July 6, 2011 : 2011 년 7월 6일

Today, we went to Grandpa's field early in the morning to harvest the potatoes.
The potatoes are between the trumpet flowers (tall stuff in the front) and the tomatoes and squash on the trellis in the back.

Here are the boys by about 1/3 of the potatoes we brought back.  Neither one actually dug up any.  BJ can't stand the feeling of the mud on his skin.  I couldn't explain sensory issues in Korean (they're hard enough to explain in English).  And AJ was afraid to get his hands dirty--although he had great fun jumping in and out of the field, across the little bridge, and by the stream that is now perhaps meriting the name stream after the recent influx of water from the summer rains.

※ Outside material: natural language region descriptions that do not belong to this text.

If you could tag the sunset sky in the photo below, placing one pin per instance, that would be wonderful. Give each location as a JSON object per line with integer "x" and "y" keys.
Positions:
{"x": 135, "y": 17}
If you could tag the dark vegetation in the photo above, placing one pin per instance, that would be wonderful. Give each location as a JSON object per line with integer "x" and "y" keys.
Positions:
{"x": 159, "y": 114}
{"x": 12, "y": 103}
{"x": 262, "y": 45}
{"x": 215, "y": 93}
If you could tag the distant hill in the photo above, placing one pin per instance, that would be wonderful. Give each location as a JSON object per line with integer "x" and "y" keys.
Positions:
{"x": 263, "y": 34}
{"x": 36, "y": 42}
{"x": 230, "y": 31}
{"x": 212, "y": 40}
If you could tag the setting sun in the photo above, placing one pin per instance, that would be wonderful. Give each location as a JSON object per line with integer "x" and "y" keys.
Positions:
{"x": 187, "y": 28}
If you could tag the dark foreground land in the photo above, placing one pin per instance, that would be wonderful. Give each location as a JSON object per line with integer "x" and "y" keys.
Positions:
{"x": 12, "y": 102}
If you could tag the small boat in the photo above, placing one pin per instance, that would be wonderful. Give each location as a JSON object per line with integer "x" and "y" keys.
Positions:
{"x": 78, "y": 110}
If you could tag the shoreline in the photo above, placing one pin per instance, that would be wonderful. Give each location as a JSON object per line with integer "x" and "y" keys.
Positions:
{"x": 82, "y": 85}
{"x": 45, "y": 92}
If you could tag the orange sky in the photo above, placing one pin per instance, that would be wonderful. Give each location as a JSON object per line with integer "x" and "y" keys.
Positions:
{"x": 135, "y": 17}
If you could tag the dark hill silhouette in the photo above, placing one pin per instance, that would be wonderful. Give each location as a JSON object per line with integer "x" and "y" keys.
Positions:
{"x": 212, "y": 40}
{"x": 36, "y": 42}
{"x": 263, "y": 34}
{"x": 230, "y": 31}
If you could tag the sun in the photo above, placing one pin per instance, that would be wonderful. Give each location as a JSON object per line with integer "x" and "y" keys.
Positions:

For those of you not familiar with Korea, I want to show some of the really cool things about where my husband grew up.  Korea is horrifically overcrowded.  According to worldatlas.com, the US has a population density of 83 people per square mile.  In Korea, that number is 1,309.  Now, only 30% of Korea's land is actually habitable (according to "A Teacher's Sourcebook of Korean Art and Culture" available at http://www.pem.org/aux/pdf/learn/asia_curriculum/korea-tsb.pdf although I've heard this statistic many times before), which means that when you're walking through city streets, there are far more than 1,309 people per square mile.  You're actually nearing 4,000.

That's one thing that makes my husband's rural town so special; it is so very rare, at least this close to a major city.

Of course, to watch a documentary of Korea, it seems like a third world country with unpaved roads and people carrying their crops on their backs.  True, some of that does exist, but your average first grader has his or her own cell phone, rides several buses to academies, completes his or her own homework partially online, and navigates his or her own way to and from school and several afterschool activities.

So when I show you the pictures of the fields below, please recognize that this is not what all of Korea looks like and much of it is to make the very best use of space.  If it can be farmed, Koreans will farm it. (Seriously, the first time I came to Korea and rode the bus from the Incheon International Airport, there was corn growing in the drainage ditch along the side of the road.)


Lettuce and squash growing inside the dried streambed/drainage ditch.

Teddy bear scarecrows on a mountain field.

A traditional burial site...wedged in between two fields.  Now, I include this also because I have visited several graveyards in Ohio with my grandmother that are completely surrounded by fields and, in some cases, livestock.  I have never quite forgotten the sheep munching contentedly over Noah and Grace, may they rest in peace.
Fields still toward the base of the mountain.
Someone drying their socks on a tree across the stream from a field (what else?).

A small field further up the mountain.

And this would be the path that would take you back from that field.  To my left is a slope of about 60 degrees, and I forgot to take pictures of the various rocks you need to climb over to get this far.  How would you like to navigate your vegetables down that?